On January 29, 1973, Myers and five other members of the BLA were named as suspects in the non-fatal shootings of four New York police officers.

===Manhunt and death===
A federal arrest warrant was issued for Myers on charges of unlawful interstate flight, attempted murder and robbery on March 3, 1972. New York police were also seeking Myers for questioning in the murders of Laurie and Foster. On July 5, 1973, federal authorities brought a second robbery charge against Myers over his alleged role in a bank robbery that occurred in March 1972. Myers was added to the FBI's list of Ten Most Wanted Fugitives on September 28, 1973; he was the 319th person to be added to the list.

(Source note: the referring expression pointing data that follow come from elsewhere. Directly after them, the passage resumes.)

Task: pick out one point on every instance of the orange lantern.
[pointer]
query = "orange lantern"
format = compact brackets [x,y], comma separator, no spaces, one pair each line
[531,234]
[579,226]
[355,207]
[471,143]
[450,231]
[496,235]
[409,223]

Myers, who the NYPD's Major Crime unit believed to be one of the BLA's leaders, was tracked to several apartments over the following months, but avoided capture by repeatedly changing his address just as law enforcement closed in. Eventually, in November 1973 Myers was tracked to an apartment at 625 Tinton Avenue in the Bronx, which he shared with a woman named Phyllis Pollard. As Myers was believed to be armed, officers decided that it would be easier to arrest him in the street rather than in the apartment.

On November 14 at 7:15 p.m., Myers left the apartment in order to buy groceries, as Pollard had been arrested for robbery earlier that day. Despite wearing a ski cap to obscure his face, Myers was quickly surrounded by a combined force of local police and FBI agents. An NYPD detective approached him and said "police" before removing the cap, at which point Myers produced a 9-mm pistol from his coat and opened fire, wounding two NYPD officers, an uninvolved bystander and an FBI agent named Donald West. All injuries were minor and not life-threatening. Officers then returned fire and shot Myers eight times in the chest. He was taken to hospital but pronounced dead on arrival. A search of Myers' apartment revealed a large array of books about weaponry and military tactics, and the gun used in one of the January attacks on law enforcement.

Following Myers' death, police commissioner Donald Cawley, who had requested that Myers be placed on the Most Wanted list, declared that the NYPD had "culminated a very long journey that involved the final capture of Twymon Myers, who we consider the last of the known leaders of the Black Liberation Army. We believe we have now broken the back of the B.L.A."